Il y a de cela deux semaines environ, un tweet faisait son apparition sur la toile. Son sujet : les fractions ! Il était en effet question de la démonstration de l’égalité de deux fractions, et c’est cette démonstration qui a fait parler.

Vous trouvez tout cela trop difficile ? Vous n’avez pas compris cette preuve ? Ou au contraire, vous ne voyez pas le problème que cet extrait peut causer ? Allons donc, explorons ce document.

Des nombres rationnels

D’abord, précisons qu’il s’agit là d’un extrait des Repères annuels de progression de 5e, que vous pourrez trouver dans leur intégralité à cette adresse. C’est donc un document à destination des professeurs mais les indications qui y figurent peuvent à tout moment être présentés à l’élève.

La démonstration s’appuie sur la définition du nombre \frac{a}{b} où a est un nombre entier (positif, pour commencer) et b est un nombre entier différent de 0. \frac{a}{b} est ainsi le nombre qui, multiplié par b, donne a.
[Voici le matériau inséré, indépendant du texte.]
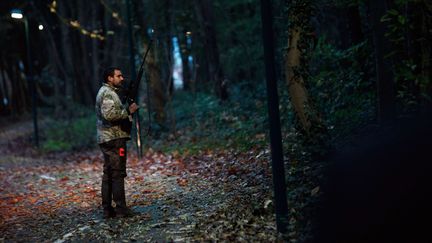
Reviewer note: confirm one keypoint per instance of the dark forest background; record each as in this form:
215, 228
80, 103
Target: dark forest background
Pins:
344, 67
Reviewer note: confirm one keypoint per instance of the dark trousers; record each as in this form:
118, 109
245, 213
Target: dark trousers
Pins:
114, 172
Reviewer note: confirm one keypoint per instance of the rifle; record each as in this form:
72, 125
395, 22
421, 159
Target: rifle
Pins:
131, 96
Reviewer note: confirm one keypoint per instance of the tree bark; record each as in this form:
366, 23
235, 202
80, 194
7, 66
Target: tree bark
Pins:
384, 70
296, 67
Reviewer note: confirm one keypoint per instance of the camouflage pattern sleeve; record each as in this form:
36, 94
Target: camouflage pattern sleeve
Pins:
112, 108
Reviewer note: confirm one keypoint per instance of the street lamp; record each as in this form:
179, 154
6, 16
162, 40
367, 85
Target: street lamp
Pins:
17, 14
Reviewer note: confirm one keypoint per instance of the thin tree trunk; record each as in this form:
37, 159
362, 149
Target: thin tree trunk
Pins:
384, 69
296, 68
156, 86
204, 10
Autrement dit, dans cette définition, ce \frac{a}{b} est un nombre à part entière, un nombre dit rationnel : il ne s’agit pas de diviser a par b, mais bien de la notation d’un nombre, tout comme π ou √2 et même 1 sont la notation d’autres nombres. D’ailleurs, que signifie mathématiquement « diviser », si ce n’est trouver un nombre qui, multiplié par un premier, en donne un deuxième ?
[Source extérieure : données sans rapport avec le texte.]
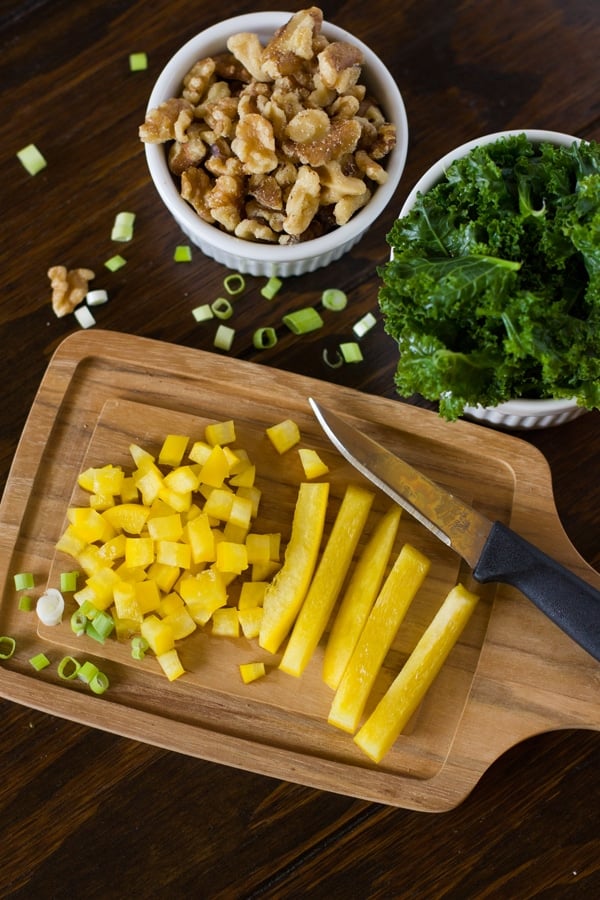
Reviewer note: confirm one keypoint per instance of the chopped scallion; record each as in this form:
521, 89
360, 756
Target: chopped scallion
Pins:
68, 668
203, 313
264, 338
183, 253
39, 661
84, 317
334, 299
31, 159
363, 325
122, 229
24, 581
271, 288
222, 308
333, 364
224, 337
351, 352
7, 647
115, 263
138, 62
303, 320
234, 283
Prenons par exemple \frac{3}{2} : il s’agit du nombre qui, multiplié par 2, vaut 3 (plus communément écrit \frac{3}{2} \times 2 = 3. Seulement, lorsque l’on fait 1,5 \times 2, on obtient également 3. c’est tout simplement que \frac{3}{2} et 1,5 sont deux écritures différentes du même nombre.
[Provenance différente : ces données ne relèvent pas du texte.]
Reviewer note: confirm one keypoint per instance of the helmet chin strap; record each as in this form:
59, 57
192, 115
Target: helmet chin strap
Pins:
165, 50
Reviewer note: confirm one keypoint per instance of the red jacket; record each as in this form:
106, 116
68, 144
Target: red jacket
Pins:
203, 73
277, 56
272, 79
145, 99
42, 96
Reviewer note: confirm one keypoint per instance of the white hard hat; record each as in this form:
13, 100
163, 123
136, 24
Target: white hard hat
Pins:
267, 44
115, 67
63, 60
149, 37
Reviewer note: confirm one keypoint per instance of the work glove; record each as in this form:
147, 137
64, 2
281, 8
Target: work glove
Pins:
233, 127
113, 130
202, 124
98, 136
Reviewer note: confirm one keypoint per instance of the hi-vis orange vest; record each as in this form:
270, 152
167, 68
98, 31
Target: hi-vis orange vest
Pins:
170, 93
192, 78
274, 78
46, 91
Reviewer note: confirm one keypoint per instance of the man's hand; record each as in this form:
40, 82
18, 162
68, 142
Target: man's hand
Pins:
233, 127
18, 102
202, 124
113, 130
Et dans cette démonstration, il s’agit justement de montrer qu’un nombre rationnel peut avoir plusieurs écritures.

Par définition, \frac{15}{10} est le nombre qui multiplié par 10, vaut 15. Oui mais voilà, si je prends \frac{3}{2} et que je le multiplie par 10, j’obtiens \frac{3}{2} \times 10. Or, 10 = 2 x 5, on en déduit que \frac{3}{2} \times 10 = \frac{3}{2} \times 2 \times 5$.

En revenant à la définition de \frac{3}{2}, on a alors que \frac{3}{2} \times 2 \times 5 = 3 \times 5 = 15. Autrement dit, \frac{3}{2} est, comme \frac{15}{10}, le nombre qui, multiplié par 10, vaut 15. Ces deux nombres sont donc égaux.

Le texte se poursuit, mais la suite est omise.